漫画「タイガーマスク」の連載は1968年1月号から1969年10月号まで『ぼくら』、1970年1号から1971年53号まで『週刊少年マガジン』などで連載された。アニメは、1969年10月から1971年9月までNTV系で放映。つまり、タイガーマスクこと伊達直人は、40年前のヒーローなのだ。その伊達直人を名乗る2010年の善意の人たちは、近年のパチンコの影響もあると思うが、想像するに1970年前後にティーンだった50歳前後と思わせる。

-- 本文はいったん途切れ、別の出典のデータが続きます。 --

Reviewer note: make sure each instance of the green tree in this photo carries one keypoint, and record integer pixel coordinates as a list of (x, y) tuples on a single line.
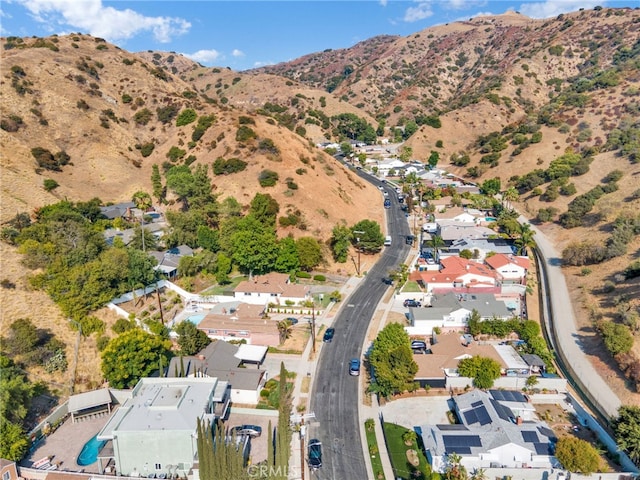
[(309, 253), (392, 361), (577, 455), (190, 339), (13, 441), (483, 370), (626, 428), (288, 260), (340, 241), (133, 355), (370, 238)]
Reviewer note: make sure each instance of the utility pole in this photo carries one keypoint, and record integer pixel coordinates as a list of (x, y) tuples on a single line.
[(298, 420), (313, 324), (359, 232)]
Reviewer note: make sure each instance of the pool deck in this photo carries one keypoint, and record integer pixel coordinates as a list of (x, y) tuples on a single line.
[(66, 443)]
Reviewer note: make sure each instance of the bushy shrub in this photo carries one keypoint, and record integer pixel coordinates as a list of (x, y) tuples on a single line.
[(245, 133), (268, 178), (225, 167), (187, 116), (142, 117), (166, 114)]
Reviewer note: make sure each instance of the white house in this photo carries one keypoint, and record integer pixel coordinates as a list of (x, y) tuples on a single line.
[(491, 434), (512, 269)]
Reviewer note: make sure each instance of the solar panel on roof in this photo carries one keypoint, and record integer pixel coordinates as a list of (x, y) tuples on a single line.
[(470, 417), (483, 415), (460, 450)]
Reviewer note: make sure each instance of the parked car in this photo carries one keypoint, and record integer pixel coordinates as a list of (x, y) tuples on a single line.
[(249, 430), (418, 345), (315, 454), (328, 335), (354, 367)]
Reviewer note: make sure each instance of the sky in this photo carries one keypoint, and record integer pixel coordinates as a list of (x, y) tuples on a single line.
[(243, 34)]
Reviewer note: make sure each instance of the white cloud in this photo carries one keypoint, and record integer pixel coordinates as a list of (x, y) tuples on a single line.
[(552, 8), (107, 22), (420, 12), (204, 56)]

最初は、2010年12月のクリスマス。児童相談所の玄関前に箱10個あった。中にランドセルが10個入っており、カード送り主の名が伊達直人だった。主人公が孤児院出身ということから名前を使用されたのだろう。年明け以降、「伊達直人」名の贈り物や現金が、全国各地で続々と寄せられており「タイガーマスク運動」ともいえる社会現象になった。

さて、かくいうワタシも「タイガーマスク」の大ファンだった。アニメの再放送を繰り返しみた。特にエンディングの「みなし児のバラード」は何とも物悲しく心に焼きついた。

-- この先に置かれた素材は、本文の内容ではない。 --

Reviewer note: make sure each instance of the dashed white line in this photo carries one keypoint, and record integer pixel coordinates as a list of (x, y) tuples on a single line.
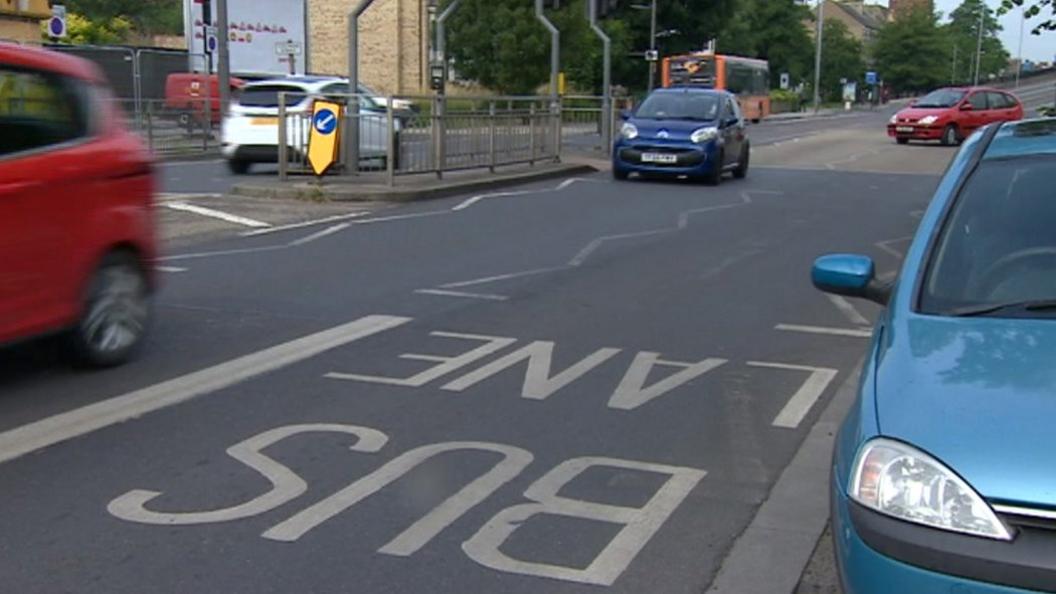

さて、そんな話題の「タイガーマスク」の内容だが、伊達直人は、ある孤児院で育てられる。そこに悪役専門レスラーを養成『虎の穴』という組織から勧誘を受ける。その組織のトップが"ミスターX"。彼は、秘境の地で覆面の悪役レスラーを育成し、自社の所属レスラーとして興業するのだ。その際の独占契約の内容が極悪非道な描き方をされるが、実はファイトマネーの50%の取り分という、着うたや電子書籍の卸値よりも安価な設定なのである。

話は脱線するが、先週から話題になっている韓国アイドル[KARA]の取り分の方がもっと酷い!メンバー5人で売上の2%弱しか支払われない。2010年の収入が180億ウォン(約13億円)というから2600万円。それを5人で割ると1人520万円...。う~む、ミスターXが良心的な人にみえてきた(笑)

さて、「タイガーマスク現象」の影響で、原作漫画「タイガーマスク」全7巻(梶原一騎原作、辻なおき画)を刊行する講談社には、合計1万部以上の書店からの注文が殺到しているという。さらに増刷することも検討しているという。